DEV Community

Malik Abualzait
Malik Abualzait

Posted on

Exposing the Hidden Weakness in Chaos Engineering with AI

Chaos Engineering Has a Blind Spot. Agentic AI Lives in It.

Chaos Engineering's Blind Spot: Agentic AI

As developers, we strive for systems that are robust, reliable, and resilient. Chaos engineering is a crucial practice in ensuring our applications can withstand unexpected failures and outages. However, there's a blind spot in chaos engineering that can lead to devastating consequences: agentic AI.

What is Agentic AI?

Agentic AI refers to artificial intelligence systems that exhibit autonomous decision-making capabilities, often based on data-driven models. These AI systems aim to produce human-like answers and responses, but their behavior may not always align with our expectations.

The Problem with Chaos Engineering's Blind Spot

Chaos engineering typically focuses on simulating hardware failures, network partitions, and other catastrophic events to test an application's resilience. However, agentic AI can be a silent killer in the system, producing answers that are factually wrong but confident and fluent.

Here's what might happen:

  • Your chaos experiments pass with flying colors.
  • The RAG (Red-Amber-Green) pipeline is green, indicating no issues detected.
  • However, three weeks later, support tickets start pouring in. Users report receiving incorrect answers from the AI system.
  • The team may ship new features or updates without realizing that the underlying AI model has a critical flaw.

Real-World Applications and Implementation Details

Let's take a look at an example using Python and the popular Hugging Face Transformers library to demonstrate how agentic AI can be implemented in practice:

Example: Agentic AI Model

from transformers import pipeline

# Load pre-trained model and tokenizer
model_name = "distilbert-base-uncased-finetuned-sst-2-english"
tokenizer = pipeline(model_name)

def generate_response(prompt):
    # Generate response using the agentic AI model
    response = tokenizer(prompt, max_length=256)
    return response

# Example usage:
prompt = "I love playing football."
response = generate_response(prompt)
print(response)
Enter fullscreen mode Exit fullscreen mode

In this example, we load a pre-trained DistilBERT model and use it to generate responses to user prompts. The agentic AI system is designed to produce human-like answers based on the input data.

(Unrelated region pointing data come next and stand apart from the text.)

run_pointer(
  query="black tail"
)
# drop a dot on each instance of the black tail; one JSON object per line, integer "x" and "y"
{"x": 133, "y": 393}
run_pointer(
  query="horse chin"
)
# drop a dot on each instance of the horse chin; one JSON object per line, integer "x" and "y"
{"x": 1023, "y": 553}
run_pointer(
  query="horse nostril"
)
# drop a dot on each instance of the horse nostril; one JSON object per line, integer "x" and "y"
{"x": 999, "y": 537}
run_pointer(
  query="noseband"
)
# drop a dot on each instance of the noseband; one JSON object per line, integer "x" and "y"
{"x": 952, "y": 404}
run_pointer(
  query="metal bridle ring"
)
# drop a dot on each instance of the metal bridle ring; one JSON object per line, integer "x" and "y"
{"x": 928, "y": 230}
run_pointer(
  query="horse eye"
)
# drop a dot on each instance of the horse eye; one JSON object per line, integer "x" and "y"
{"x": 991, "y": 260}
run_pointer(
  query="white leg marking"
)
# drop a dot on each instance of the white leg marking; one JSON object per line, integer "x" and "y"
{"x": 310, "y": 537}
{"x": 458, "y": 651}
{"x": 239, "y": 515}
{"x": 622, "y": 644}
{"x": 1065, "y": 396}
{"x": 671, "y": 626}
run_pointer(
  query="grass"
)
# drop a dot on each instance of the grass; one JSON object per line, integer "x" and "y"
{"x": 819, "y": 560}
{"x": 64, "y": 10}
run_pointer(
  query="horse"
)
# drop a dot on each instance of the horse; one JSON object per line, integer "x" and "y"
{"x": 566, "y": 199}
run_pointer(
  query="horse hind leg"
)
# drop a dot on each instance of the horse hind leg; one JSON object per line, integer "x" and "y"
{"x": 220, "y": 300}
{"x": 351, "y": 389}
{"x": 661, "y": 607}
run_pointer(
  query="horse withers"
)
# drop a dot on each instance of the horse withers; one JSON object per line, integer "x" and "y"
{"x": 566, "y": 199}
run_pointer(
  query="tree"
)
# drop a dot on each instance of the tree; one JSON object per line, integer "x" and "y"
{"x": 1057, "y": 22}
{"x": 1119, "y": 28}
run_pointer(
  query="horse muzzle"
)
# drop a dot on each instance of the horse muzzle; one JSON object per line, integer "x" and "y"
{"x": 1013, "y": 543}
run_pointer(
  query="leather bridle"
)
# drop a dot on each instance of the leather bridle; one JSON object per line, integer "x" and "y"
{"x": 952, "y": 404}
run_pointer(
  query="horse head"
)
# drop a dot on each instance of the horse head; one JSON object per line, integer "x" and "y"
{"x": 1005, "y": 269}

Best Practices for Avoiding Agentic AI's Blind Spot

To avoid the pitfalls of agentic AI in your applications:

  • Monitor AI performance closely: Keep a close eye on the AI model's output and metrics, such as accuracy or confidence scores.
  • Use multiple models and ensembling techniques: Combine predictions from multiple models to improve overall accuracy and reduce the risk of biased outputs.
  • Regularly test and validate AI outputs: Use manual testing, data validation, and other techniques to ensure that AI-generated responses align with expectations.

Conclusion

Chaos engineering is an essential practice for building robust systems. However, agentic AI can be a silent killer in these systems. By understanding the risks associated with agentic AI and implementing best practices to mitigate them, we can build more reliable and trustworthy applications.

Keep your team aware of this blind spot and incorporate measures to detect and correct agentic AI's flaws. Your users will thank you for it!